Il y a de ces relations sur lesquelles vous bâtissez vos croyances. Vous y mettez toute votre énergie mais les fondements sont bancals. Alors vous ne savez pas si vous aimez ou si vous n'aimez pas, mais vous construisez. Et plus vous construisez, plus, du haut de votre tour, vous occultez les différences profondes qu'il existe entre deux êtres qui n'aspirent pas à la même vie. Mais l'autre entraine encore l'autre dans l'engrenage, et vous vous prenez à rêver à une vie meilleure, à deux. Vous aurez l'appartement parisien, vous aurez vos CDI et le repas sera toujours prêts en rentrant. Et vous êtes persuadés que c'est cela qui vous rendra heureux. Vous faites des concessions au nom de votre appartement parisien. Vous vous dites "Je tiens celui qui bâtira sa vie avec moi". Et le mécanisme continue, comme lorsqu'un premier domino entraine inlassablement le tombé des autres. Chute après chute, vous avez l'impression de bâtir quelque chose de fort. Vous faites des concessions, de plus en plus. Vous vous oubliez un peu, sous prétexte que c'est pour construire une vie avec la personne dont vous aviez toujours rêvé. Mais lorsque l'un des deux se rend compte de la supercherie, tout s'effondre, et la jadis bâtisse ornée de marbre ne laisse place qu'à un terrain marécageux. Des sentiments fades, illusoires, indignes de ce qu'on appelle Amour.
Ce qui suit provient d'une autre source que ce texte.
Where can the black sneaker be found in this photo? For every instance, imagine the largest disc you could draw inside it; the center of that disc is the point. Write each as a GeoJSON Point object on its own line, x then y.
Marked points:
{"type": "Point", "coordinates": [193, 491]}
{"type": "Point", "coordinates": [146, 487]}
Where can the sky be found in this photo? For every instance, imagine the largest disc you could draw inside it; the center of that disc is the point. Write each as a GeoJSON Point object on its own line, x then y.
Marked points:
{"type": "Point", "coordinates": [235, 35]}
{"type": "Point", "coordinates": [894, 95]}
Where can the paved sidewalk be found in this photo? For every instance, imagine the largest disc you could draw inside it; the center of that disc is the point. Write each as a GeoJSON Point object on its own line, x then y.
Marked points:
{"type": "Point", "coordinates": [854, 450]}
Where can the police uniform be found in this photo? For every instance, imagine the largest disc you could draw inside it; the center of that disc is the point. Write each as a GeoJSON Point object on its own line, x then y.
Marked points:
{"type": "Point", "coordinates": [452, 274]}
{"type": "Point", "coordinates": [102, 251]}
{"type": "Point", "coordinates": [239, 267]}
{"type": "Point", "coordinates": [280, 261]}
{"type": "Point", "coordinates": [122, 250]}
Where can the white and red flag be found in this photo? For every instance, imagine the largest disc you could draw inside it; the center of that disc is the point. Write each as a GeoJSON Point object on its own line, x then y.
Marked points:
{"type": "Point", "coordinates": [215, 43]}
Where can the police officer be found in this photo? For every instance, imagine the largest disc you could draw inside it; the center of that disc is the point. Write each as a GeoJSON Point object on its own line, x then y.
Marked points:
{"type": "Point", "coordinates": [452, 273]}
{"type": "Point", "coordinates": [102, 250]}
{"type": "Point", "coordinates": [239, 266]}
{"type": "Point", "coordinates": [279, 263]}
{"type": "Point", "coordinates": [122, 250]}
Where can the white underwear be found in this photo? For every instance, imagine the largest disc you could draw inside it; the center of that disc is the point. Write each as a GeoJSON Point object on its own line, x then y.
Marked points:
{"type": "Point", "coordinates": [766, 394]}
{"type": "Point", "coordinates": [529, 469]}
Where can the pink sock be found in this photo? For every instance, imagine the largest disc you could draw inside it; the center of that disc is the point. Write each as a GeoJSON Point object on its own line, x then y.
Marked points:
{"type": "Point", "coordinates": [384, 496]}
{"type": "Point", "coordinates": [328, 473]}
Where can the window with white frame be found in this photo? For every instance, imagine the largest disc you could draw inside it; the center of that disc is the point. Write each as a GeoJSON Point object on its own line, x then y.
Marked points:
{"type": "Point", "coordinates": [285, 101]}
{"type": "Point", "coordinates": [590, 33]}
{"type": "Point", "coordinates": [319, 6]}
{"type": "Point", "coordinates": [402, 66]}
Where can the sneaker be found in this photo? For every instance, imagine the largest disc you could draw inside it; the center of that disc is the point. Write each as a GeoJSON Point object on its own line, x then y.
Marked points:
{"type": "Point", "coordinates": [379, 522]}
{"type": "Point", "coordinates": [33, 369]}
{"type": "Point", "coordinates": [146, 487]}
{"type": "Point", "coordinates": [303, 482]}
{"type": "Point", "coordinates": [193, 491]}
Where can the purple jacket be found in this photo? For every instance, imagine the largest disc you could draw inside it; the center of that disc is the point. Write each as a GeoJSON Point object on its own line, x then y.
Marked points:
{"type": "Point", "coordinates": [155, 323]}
Connaitrais-je un jour une rencontre qui gardera toujours sa magie des premiers temps et qui se s’essoufflera pas pour une raison absurde ? La spontanéité de mes ruptures m'étonnera toujours. Esseulée et perdue, je remonte en selle une nouvelle fois. La brume pénètre chaque interstice pour prendre contact avec ma peau, mais j'avance. J'avance comme toujours. Avec un espoir de plus en plus amoindri de croire au couple, dans tout ce qu'il a de plus noble.